Le mot : élément fondateur de la lecture
Tout lecteur est capable de décoder près de 200 mots par minute et ce de façon quasi-automatique. Une expérience menée par Stroop[1]en 1935 illustre cet accès automatique au sens du mot (ou information sémantique) au-delà de ses caractéristiques graphiques. Les volontaires devaient en effet nommer la couleur avec laquelle un mot était écrit sans prêter attention à la couleur désignée par ce dernier. Si le mot « rouge » est écrit en bleu, le sujet devait répondre bleu et non rouge. Les résultats sont frappants : le temps d’identification de la couleur avec laquelle est écrite le mot est plus long lorsque le mot désigne une couleur différente (par exemple « rouge » écrit en bleu). Ce phénomène d’interférence sémantique, ou Effet Stroop, illustre le caractère automatique de la reconnaissance et de la compréhension d’un mot. Le lecteur ne peut s’empêcher d’associer une information graphique (la chaîne de caractères) à une information sémantique (le sens du mot).
Il existe ainsi des processus permettant de d’identifier des éléments visuels et morphologiques, de les faire correspondre avec des connaissances mises en mémoire par notre cerveau pour enfin accéder au sens du mot.

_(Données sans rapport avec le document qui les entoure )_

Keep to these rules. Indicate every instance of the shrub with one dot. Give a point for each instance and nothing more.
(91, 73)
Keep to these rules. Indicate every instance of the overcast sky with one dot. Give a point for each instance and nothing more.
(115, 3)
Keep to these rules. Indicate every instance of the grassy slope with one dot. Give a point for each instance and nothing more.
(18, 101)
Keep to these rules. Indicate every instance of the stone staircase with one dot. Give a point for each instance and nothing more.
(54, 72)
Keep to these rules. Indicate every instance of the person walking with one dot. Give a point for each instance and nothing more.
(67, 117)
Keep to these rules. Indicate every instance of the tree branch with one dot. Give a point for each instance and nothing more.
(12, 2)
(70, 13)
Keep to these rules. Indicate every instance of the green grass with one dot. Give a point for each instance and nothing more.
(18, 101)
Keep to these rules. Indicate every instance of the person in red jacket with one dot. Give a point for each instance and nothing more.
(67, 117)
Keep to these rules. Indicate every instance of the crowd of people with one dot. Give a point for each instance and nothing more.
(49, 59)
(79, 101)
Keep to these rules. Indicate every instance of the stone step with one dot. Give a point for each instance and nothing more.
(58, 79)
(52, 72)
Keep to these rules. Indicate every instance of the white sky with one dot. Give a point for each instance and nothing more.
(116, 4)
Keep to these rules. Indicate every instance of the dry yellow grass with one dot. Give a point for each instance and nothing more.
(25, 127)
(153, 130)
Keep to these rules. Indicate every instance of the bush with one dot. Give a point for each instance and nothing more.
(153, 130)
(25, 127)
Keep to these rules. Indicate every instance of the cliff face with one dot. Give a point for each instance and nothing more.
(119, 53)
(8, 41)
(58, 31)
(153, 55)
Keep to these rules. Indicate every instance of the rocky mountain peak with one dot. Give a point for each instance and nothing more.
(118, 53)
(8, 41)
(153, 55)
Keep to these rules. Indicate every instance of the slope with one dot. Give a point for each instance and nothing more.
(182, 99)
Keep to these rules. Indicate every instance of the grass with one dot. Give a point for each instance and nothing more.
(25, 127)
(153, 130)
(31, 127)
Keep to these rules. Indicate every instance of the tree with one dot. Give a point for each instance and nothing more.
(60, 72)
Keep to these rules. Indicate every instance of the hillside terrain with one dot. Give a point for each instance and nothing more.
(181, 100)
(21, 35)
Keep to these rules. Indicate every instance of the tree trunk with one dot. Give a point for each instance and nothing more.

Eléments visuels et reconnaissance des mots
Certains auteurs ont proposé l’idée d’une reconnaissance du mot via sa forme globale (reconnaissance holistique)[2]. Cette dernière définit le mot comme une suite de lettres écrites en minuscules, les caractères pouvant être montants (b, d, f …), neutres (a, c, e …) ou descendants (p, g, q …). La forme globale dépend donc de la typographie, la police et la taille des lettres utilisées. Elle disparaît pour des mots écrits en majuscules. Ainsi, vous mettrez plus longtemps à reconnaître un texte écrit en majuscules (MAJUSCULE) ou de façon alternée (MaJuScUleS)[3]. De même, certaines études ont montré qu’il était plus difficile d’identifier une erreur lorsque la forme globale est conservée (love et loce) que lorsqu’elle est altérée (love et lope).
Cependant, de nouveaux résultats suggèrent que la forme globale des mots ne jouerait aucun rôle dans leur reconnaissance visuelle. A l’heure actuelle, on considère que l’information d’un mot est contenue dans l’identité abstraite des lettres qui le constituent. Le terme ici de "identité abstraite" fait référence au fait qu'une lettre telle que "a" peut être identifiée comme telle quelle que soit la casse (A ou a), la police (a en Times New Roman, en Arial, mais aussi toutes les subtiles variations émergeant de l'écriture manuscrite) ou encore la taille. Pour lire un mot, les lettres contenues doivent être identifiées. La question de l'ordre des lettres est également fondamentale. L'ordre des lettres permet au lecteur de distinguer les anagrammes tels que niche, chien et chine par exemple. Cependant, on sait aujourd'hui que le système de reconnaissance contient également une certaine flexibilité concernant le codage de l'ordre des lettres puisque des lettres non adjacentes bénéficient aussi d'un codage particulier. Ainsi, dans le mot NICHE, le système de reconnaissance code les lettres individuelles N I C H E, mais aussi les bigrammes adjacents NI IC CH HE ainsi que ceux non adjacents -I NC IH CE H-.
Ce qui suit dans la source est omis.